As historical women artists became increasingly visible in the public realm, practitioners like the 19th-century French painter Berthe Morisot used the still life format to illustrate the nuances of daily life, particularly within the private domestic sphere. This was the realm of women and children: the objects Morisot chose to depict visually symbolised aspects of a woman’s life at the time.
In 2023, still life still endures. Using Virginia Woolf’s seminal 1929 essay, A Room of One’s Own, as a subtle framework, Hobart’s Bett Gallery has brought together 16 contemporary women artists to explore the space still life currently occupies. But is it the domestic realm, or something more? With the genre continuing to represent objects of personal significance, the exhibition considers what still life looks like for women artists today, and how it reflects contemporary experience.

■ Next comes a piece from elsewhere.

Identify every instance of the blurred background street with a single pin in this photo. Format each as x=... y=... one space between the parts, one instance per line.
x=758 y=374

For New South Wales-based painter Kiata Mason, still life is a record of daily encounters with the people she invites into her home. The table is a common feature in her paintings, and it frames the conversations she has with friends when they come together and share food. In Tablescape, 2023, each object—cheese plates, fruit, books, deer antlers—holds meaning and is connected to a personal story. “The objects are like portraits of people, their ideas and the conversations we’ve had,” says Mason. “Flowers will be from my garden and the food will be things I’ve either grown or people have brought to me. It’s a universal thing to want to depict what’s around you, what makes sense to you and what’s meaningful.”
“Hobart-based artist Nicole O’Loughlin believes still life goes beyond the domestic sphere. Using the traditional craft of embroidery to tell a contemporary story, O’Loughlin’s work speaks to changing gender roles, family, and the legacy of women artists.”

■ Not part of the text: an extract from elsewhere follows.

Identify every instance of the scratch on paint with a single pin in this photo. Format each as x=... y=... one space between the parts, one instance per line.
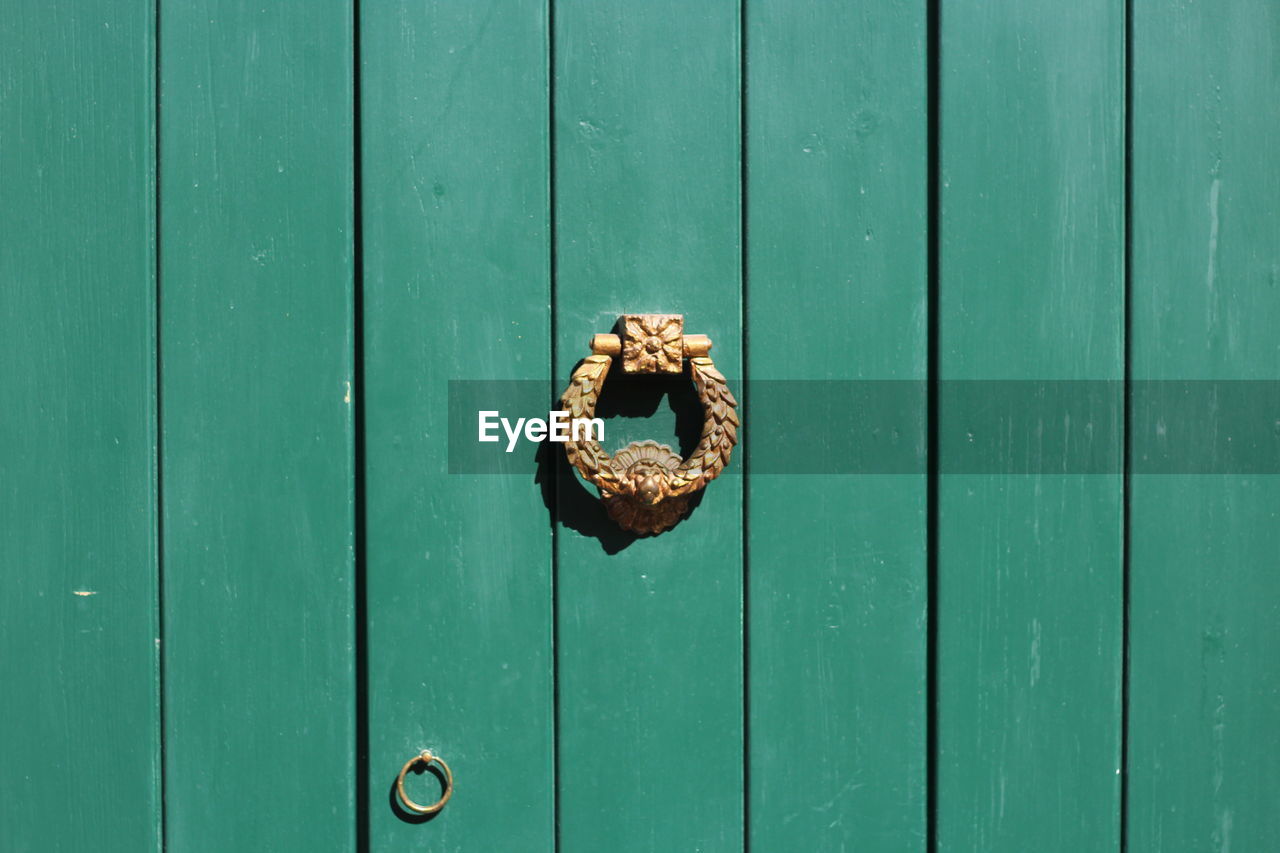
x=1211 y=273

In contrast to the quiet stillness of Morisot’s domestic scenes that spoke of women’s confinement in the home, Mason views her still life scenes as representative of community and the mingling of stories. Her space is her own and she is fortified by her experiences within it. “Historically women were looking after the house, but I don’t see my house as a place I have to upkeep. It’s not a burden to me, it’s a place of freedom.”
Hobart-based artist Nicole O’Loughlin believes still life goes beyond the domestic sphere. Using the traditional craft of embroidery to tell a contemporary story, O’Loughlin’s work speaks to changing gender roles, family, and the legacy of women artists. In her version of still life, O’Loughlin has embroidered a series of meaningful objects from her immediate environment (a home studio) onto square patterned canvas. In The Balance, 2023, a full rack of dishes waiting to be put away is placed alongside a book, a vase of flowers and pink rubber gloves. Another work, Studio Still Life, 2023, has been embroidered with a sewing box stacked on books about women artists, a portrait O’Loughlin’s son drew, and a bullseye pin cushion with the word patriarchy sewn into it (a reactive gesture made soon after the election of Donald Trump).

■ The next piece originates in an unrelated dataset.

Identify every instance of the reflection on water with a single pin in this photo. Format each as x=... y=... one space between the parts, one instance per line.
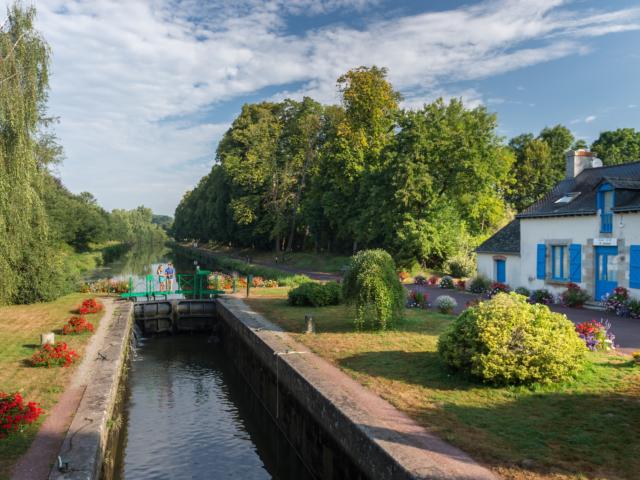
x=139 y=260
x=189 y=415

“Each of the objects are little symbolic gestures to parts of my life,” explains O’Loughlin. “They represent the juggling act between being a mum, a PhD candidate, a teacher, and having a voice as an artist. With still life, there is so much potential to layer up with hidden messages and it can paint a bigger picture than a portrait. It goes beyond the domestic realm to take women’s power back, allowing us to represent ourselves as a subject rather than an object.”
In carefully curated scenes, still life can evoke memories, nostalgia and a shared sense of connection to the ordinariness of our lives. Pulling a tight focus on small, inconspicuous items involved in acts of service and care, South Australian artist Honor Freeman recreates sponges, soaps, concrete blocks and hot water bottles in delicate porcelain. “They are ordinary but democratic and hardworking objects from my studio that have, over time, found their way into the work,” says Freeman.
“What began as a platform to show wealth and technical expertise, the still life genre has endured to become a more intimate and personal view of who we are.”
Elevated to objects of beauty, items that once occupied the nooks of private spaces are now brought into the open by Freeman, the marks and flaws created by their utilitarian purpose painstakingly recreated in porcelain. Presented in multiples, Freeman’s soaps are not crisp new bars but worn away rectangular nubs deeply cracked and dried, like those in the corner of a laundry sink. Once on the gallery floor, aesthetics through arrangement is important to Freeman. “The late Gwyn Hanssen Pigott pioneered the staging of finely crafted functional porcelain vessels into carefully choreographed groups, elevating the objects by suggesting a pause to consider their form, relationships to one another and to function.”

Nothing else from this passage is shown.